Published online Nov 27, 2016. doi: 10.4240/wjgs.v8.i11.761
Peer-review started: June 26, 2016
First decision: August 5, 2016
Revised: August 19, 2016
Accepted: September 7, 2016
Article in press: September 8, 2016
Published online: November 27, 2016
Sclerosing mesenteritis is a rare pathology with only a few described cases in the literature. The etiology is unclear; however, several potential triggers, including abdominal surgery and abdominal trauma, have been discussed. The pathology includes a benign acute or chronic inflammatory process affecting the adipose tissue of the mesenterium. Despite it being a rare disease, sclerosing mesenteritis is an important differential diagnosis in patients after abdominal surgery or patients presenting spontaneously with signs of acute inflammation and abdominal pain. We present here three cases with sclerosing mesenteritis. In two cases, sclerosing mesenteritis occurred postoperatively after abdominal surgery. One patient was treated because of abdominal pain and specific radiological signs revealing spontaneous manifestation of sclerosing mesenteritis. So far there are no distinct treatment algorithms, so the patients were treated differently, including steroids, antibiotics and watchful waiting. In addition, we reviewed the current literature on treatment options for this rare disease.

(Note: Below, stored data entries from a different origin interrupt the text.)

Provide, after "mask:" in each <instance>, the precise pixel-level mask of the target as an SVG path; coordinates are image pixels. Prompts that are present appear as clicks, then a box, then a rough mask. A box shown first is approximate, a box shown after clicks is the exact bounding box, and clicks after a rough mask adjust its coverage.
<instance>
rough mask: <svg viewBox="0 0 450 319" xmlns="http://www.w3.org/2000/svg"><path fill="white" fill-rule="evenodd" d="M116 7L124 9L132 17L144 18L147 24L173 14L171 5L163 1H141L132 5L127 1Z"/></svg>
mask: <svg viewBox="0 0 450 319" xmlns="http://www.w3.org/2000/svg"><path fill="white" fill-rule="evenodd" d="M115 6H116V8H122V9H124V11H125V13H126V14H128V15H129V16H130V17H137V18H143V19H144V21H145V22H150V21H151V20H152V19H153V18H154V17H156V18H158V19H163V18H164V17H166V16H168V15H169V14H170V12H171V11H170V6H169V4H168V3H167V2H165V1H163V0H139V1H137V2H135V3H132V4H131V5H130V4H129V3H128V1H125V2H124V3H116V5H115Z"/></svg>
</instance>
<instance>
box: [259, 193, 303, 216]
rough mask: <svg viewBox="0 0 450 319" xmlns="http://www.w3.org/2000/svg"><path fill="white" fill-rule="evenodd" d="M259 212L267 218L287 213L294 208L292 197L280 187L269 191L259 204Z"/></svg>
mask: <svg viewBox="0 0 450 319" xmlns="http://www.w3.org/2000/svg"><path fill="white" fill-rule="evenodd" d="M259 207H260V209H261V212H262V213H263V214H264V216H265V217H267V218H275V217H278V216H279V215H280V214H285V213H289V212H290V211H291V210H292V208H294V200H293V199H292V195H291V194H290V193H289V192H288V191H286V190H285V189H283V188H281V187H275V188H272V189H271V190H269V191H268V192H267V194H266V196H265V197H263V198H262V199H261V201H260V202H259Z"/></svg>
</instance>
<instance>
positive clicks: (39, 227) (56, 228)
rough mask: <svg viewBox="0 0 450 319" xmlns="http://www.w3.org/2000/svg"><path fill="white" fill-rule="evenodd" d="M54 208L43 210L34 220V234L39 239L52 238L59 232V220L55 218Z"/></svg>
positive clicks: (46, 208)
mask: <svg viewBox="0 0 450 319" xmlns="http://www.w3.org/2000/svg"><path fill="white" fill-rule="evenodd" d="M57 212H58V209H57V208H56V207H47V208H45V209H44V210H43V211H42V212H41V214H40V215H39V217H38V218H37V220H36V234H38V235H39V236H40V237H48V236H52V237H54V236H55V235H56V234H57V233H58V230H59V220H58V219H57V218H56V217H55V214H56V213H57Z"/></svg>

Core tip: Sclerosing mesenteritis is a rare pathology including a benign acute or chronic inflammatory process affecting the adipose tissue of the mesenterium. The etiology is unclear; however, several potential triggers, including abdominal surgery and abdominal trauma, have been discussed. So far there is no evidence in the treatment of these patients. But, in the case of a non-resolving bowel obstruction, surgery is needed.